You can install cendat using pip.

pip install cendat

The library has optional dependencies for converting the response data into pandas or polars DataFrames. You can install the support you need:

Install with pandas support

pip install cendat[pandas]

Install with polars support

pip install cendat[polars]

Install with both

pip install cendat[all]

Usage

The intended workflow is a step-by-step process of refining your data query. You start by selecting dataset products, then geographies, and finally the specific variables you need.

  1. Initialize: Create an instance of CenDatHelper, optionally setting the year(s) and API key.
  2. Select Product: Use list_products() to find products and set_products() to select them.
  3. Select Geography: Use list_geos() to see available geographic levels and set_geos() to choose them.
  4. Select Variables: Use list_variables() to explore available variables and set_variables() to select them.
  5. Get Data: Call get_data() to concurrently execute the required queries. This returns a CenDatResponse object.
  6. Convert: Use .to_pandas() or .to_polars() on the response object to get a ready-to-use DataFrame.

CenDatHelper Class

__init__(self, years=None, key=None)

Initializes the helper object.

  • years (int | list[int], optional): The year or years of interest. Can be a single integer or a list of integers. Defaults to None.
  • key (str, optional): Your Census API key. Providing a key is recommended to avoid strict rate limits. Defaults to None.

set_years(self, years)

Sets the primary year or years for data queries.

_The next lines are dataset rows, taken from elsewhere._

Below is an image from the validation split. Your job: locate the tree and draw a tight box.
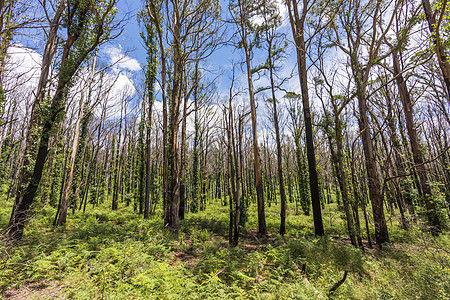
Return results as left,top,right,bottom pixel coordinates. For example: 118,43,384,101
286,0,325,236
8,0,119,241
229,0,267,237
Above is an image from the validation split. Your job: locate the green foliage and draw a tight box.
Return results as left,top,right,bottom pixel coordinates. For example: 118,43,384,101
0,198,450,299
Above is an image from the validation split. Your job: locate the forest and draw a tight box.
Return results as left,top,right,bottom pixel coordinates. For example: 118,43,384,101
0,0,450,299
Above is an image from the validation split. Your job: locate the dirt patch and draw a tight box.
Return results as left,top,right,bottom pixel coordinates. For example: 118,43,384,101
0,282,67,300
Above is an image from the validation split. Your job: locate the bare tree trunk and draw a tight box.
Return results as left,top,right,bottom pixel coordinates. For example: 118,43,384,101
422,0,450,100
239,0,267,237
57,54,97,225
287,0,325,236
7,2,66,241
392,49,442,233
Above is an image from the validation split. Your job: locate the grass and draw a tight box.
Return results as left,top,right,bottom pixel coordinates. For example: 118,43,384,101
0,199,450,299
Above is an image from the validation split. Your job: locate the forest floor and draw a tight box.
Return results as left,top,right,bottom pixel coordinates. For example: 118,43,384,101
0,198,450,299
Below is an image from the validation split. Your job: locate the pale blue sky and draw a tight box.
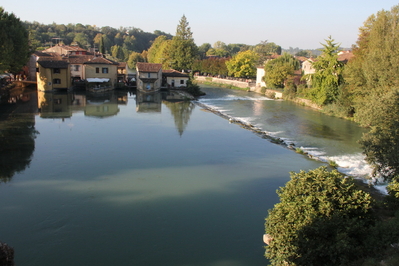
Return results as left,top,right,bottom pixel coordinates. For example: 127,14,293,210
0,0,398,49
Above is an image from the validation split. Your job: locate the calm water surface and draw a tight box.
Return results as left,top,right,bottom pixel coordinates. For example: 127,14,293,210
0,88,358,266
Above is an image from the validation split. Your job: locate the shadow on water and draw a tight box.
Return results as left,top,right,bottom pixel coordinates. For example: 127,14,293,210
0,87,38,182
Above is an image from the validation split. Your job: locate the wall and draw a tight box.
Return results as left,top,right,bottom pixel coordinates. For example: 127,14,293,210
84,64,118,87
195,76,255,91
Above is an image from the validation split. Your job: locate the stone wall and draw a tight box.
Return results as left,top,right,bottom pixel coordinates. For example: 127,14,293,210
195,76,255,91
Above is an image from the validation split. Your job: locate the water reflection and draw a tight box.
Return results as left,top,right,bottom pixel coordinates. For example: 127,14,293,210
0,88,38,182
164,92,195,136
136,91,162,113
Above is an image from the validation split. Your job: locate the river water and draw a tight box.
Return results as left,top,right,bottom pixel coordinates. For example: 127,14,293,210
0,87,369,266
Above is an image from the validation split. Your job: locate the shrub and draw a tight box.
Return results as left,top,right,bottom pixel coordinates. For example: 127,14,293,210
265,167,374,266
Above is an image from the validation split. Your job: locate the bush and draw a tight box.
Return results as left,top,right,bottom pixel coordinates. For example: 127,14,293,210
265,167,375,266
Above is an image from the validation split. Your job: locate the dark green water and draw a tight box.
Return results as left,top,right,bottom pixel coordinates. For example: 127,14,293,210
0,87,346,266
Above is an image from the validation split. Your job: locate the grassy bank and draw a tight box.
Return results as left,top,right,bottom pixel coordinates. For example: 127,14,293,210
195,80,249,91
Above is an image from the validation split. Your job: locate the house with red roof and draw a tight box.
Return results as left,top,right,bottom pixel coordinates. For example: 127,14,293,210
136,62,162,92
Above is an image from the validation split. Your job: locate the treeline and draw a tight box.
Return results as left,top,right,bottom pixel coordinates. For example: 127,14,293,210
265,5,399,266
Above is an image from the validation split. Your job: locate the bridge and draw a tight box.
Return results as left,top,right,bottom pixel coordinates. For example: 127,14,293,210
13,80,37,87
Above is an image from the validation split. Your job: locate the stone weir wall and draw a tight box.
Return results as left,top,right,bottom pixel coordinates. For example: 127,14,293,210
195,76,255,91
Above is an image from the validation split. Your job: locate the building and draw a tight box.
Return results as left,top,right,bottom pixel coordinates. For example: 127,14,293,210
136,63,162,92
162,69,190,88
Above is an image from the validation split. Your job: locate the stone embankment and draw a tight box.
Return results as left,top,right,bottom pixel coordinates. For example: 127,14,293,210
195,76,255,91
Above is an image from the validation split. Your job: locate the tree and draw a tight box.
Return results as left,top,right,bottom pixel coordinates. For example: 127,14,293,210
170,15,198,70
0,7,30,73
263,53,300,88
265,167,375,266
310,36,344,105
147,35,172,69
226,50,259,78
127,52,145,69
344,5,399,126
360,89,399,181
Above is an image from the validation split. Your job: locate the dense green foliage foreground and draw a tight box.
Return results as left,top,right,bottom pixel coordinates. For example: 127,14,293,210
265,167,399,266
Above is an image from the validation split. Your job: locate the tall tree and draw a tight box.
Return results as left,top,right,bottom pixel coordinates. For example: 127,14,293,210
0,7,30,73
170,15,198,71
263,53,300,88
226,50,259,78
310,36,344,105
265,167,375,266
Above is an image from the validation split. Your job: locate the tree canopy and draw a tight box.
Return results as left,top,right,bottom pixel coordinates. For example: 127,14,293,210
0,7,30,73
265,167,374,266
170,15,198,70
226,50,259,78
263,53,300,88
310,36,344,105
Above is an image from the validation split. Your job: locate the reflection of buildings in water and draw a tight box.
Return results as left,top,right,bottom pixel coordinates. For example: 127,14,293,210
37,91,127,119
0,88,38,183
253,98,263,116
136,90,162,113
37,90,73,118
164,91,195,136
84,92,119,117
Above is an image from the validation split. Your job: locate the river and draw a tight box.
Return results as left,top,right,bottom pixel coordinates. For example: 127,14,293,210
0,87,376,266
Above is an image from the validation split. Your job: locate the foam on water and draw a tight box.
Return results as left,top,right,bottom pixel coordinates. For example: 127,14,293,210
198,95,386,189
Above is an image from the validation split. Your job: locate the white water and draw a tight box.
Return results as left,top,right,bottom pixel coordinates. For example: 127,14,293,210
198,88,386,193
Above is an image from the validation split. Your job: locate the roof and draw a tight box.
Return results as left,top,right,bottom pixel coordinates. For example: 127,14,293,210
84,56,118,65
136,63,162,73
162,69,189,78
37,60,68,68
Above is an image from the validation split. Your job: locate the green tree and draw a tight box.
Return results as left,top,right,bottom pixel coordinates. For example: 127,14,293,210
360,89,399,181
0,7,30,73
170,15,198,71
127,52,145,69
147,35,172,69
344,5,399,126
310,36,344,105
263,53,300,88
265,167,375,266
198,43,212,59
226,50,259,78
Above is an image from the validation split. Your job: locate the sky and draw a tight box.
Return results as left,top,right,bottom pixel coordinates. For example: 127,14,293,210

  • years (int | list[int]): The year or years to set.

load_key(self, key=None)

Loads a Census API key for authenticated requests.

  • key (str, optional): The API key to load.

list_products(self, years=None, patterns=None, to_dicts=True, logic=all, match_in='title')

Lists available data products, filtered by year and search patterns.

  • years (int | list[int], optional): Filters products available for the specified year(s). Defaults to the years set on the object.
  • patterns (str | list[str], optional): Regex pattern(s) to search for within the product metadata.
  • to_dicts (bool, optional): If True (default), returns a list of dictionaries with full product details. If False, returns a list of product titles.
  • logic (callable, optional): The logic to use when multiple patterns are provided. Can be all (default) or any.
  • match_in (str, optional): The field to match patterns against. Can be 'title' (default) or 'desc'.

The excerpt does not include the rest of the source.